E dentro dos armários, principalmente nos de roupa, moravam tecidos de um tipo bem singular: eram os dançarinos e artistas de teatro e circo. Gostavam de trocar de lugar constantemente um com o outro, mesmo sabendo que cada um tem seu jeito de criar, gostavam de sentir muitas coisas diferentes numa só vida, quase como se fosse possível, estar em muitos corpos e enredos numa só encarnação. Mas, não falavam nada sobre religião, gostavam mais de dar piruetas, cambalhotas e se pendurarem nos cachecóis – onde interpretavam Rapunzel, Romeu e Julieta, aprendiam um giro novo que ainda não tinham visto ou aprendido em lugar nenhum, mas também não conseguiam repetir para mostrar para ninguém porque saiu sem querer, numa distração feita de devaneio momentâneo.

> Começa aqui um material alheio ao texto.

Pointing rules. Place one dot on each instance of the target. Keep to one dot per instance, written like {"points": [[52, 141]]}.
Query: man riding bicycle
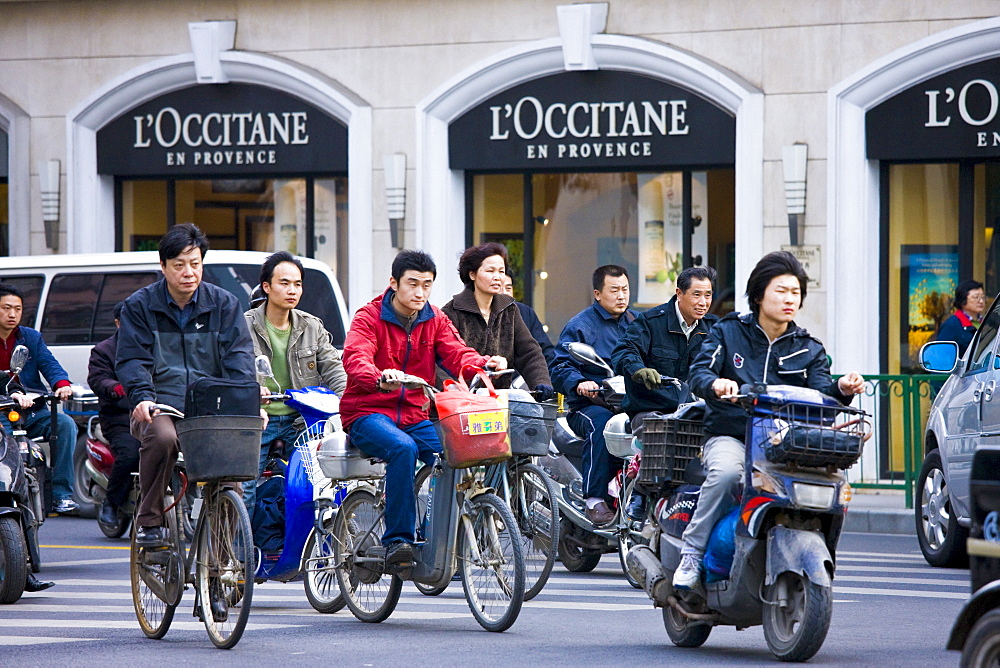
{"points": [[397, 334], [172, 333]]}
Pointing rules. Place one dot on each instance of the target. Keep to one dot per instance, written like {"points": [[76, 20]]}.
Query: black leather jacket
{"points": [[738, 349]]}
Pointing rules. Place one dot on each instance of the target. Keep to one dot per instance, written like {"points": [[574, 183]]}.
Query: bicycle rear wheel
{"points": [[157, 577], [370, 594], [225, 567], [491, 560], [533, 502]]}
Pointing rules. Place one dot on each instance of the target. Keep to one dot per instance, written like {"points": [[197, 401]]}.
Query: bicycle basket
{"points": [[669, 445], [811, 435], [223, 448]]}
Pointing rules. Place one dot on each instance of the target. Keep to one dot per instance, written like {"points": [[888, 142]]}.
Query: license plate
{"points": [[488, 422]]}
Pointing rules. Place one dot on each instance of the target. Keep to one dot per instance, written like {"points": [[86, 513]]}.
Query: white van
{"points": [[70, 299]]}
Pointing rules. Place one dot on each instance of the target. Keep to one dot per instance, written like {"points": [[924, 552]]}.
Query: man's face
{"points": [[613, 295], [285, 287], [183, 273], [781, 300], [695, 302], [10, 312], [413, 289]]}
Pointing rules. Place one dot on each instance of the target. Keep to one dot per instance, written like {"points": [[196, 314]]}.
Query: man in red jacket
{"points": [[396, 334]]}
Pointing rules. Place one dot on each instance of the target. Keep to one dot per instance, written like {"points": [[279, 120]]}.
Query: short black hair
{"points": [[276, 258], [963, 290], [9, 289], [472, 259], [772, 265], [612, 270], [705, 273], [179, 238], [407, 260]]}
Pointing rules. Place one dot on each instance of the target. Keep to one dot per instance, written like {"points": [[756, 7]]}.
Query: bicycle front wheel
{"points": [[225, 567], [533, 502], [491, 560], [370, 594]]}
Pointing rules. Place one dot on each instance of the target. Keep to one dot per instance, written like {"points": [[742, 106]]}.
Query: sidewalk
{"points": [[879, 512]]}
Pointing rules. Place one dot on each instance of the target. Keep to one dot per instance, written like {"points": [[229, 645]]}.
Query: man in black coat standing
{"points": [[114, 419]]}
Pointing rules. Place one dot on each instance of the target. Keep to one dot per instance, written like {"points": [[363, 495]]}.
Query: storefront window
{"points": [[579, 221]]}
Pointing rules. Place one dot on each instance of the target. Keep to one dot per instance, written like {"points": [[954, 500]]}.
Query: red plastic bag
{"points": [[472, 427]]}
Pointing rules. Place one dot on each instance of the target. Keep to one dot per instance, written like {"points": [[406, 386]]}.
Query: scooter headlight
{"points": [[819, 497]]}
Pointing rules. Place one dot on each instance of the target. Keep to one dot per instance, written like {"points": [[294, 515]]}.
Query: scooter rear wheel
{"points": [[13, 560]]}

As lâmpadas eram feitas de palavras que tinham virado silêncio por excesso de emoção – iluminadas ou sombrias. Sendo assim, cada vez que alguém acendia ou apagava uma luz da casa, os visitantes e moradores tinham vontade de tentar a mesma coisa que estavam fazendo de um jeito diferente.

Na área de serviço, o tanque conversava com as roupas molhadas e tentava perceber cada textura e cor, ele se contentava com pequenos gestos e detalhes que ninguém comentava sobre elas. Era ele que avisava quando saía um botão ou quando já era hora de começar a pensar em aposentadoria. E os produtos de limpeza gostavam de se soltar numa borbulha perfumada por alguma fresta da tampa quando ninguém estava vendo.

O telhado era que avisava o relógio quando era hora redonda e também quando era hora de fazer as pazes ou dar um basta em alguma coisa que estava incomodando a boa convivência de todos.

Os passarinhos e os beija-flores faziam buraquinhos entre uma e outra palavra dita para que ninguém parasse de cantar – nem na tristeza e nem na alegria, era assim que eles cuidavam para que não faltasse água na casa.

Era uma casa onde cabia tudo e qualquer coisa. Como um autoretrato que foi o outro que fez, mas a gente acha que alguém nos adivinhou. Ou como uma obra de arte que mostra tudo que sente, mas ninguém sabe se é vida pessoal ou um gostar de inventar tudo-e-qualquer-coisa-que-a-gente-acha-que-é-o-outro, mas que, ao fim de contas, fala de si, mas ninguém sabe onde começa e onde termina o artista e o espectador. Casa animada, castelo brincando de adivinhação.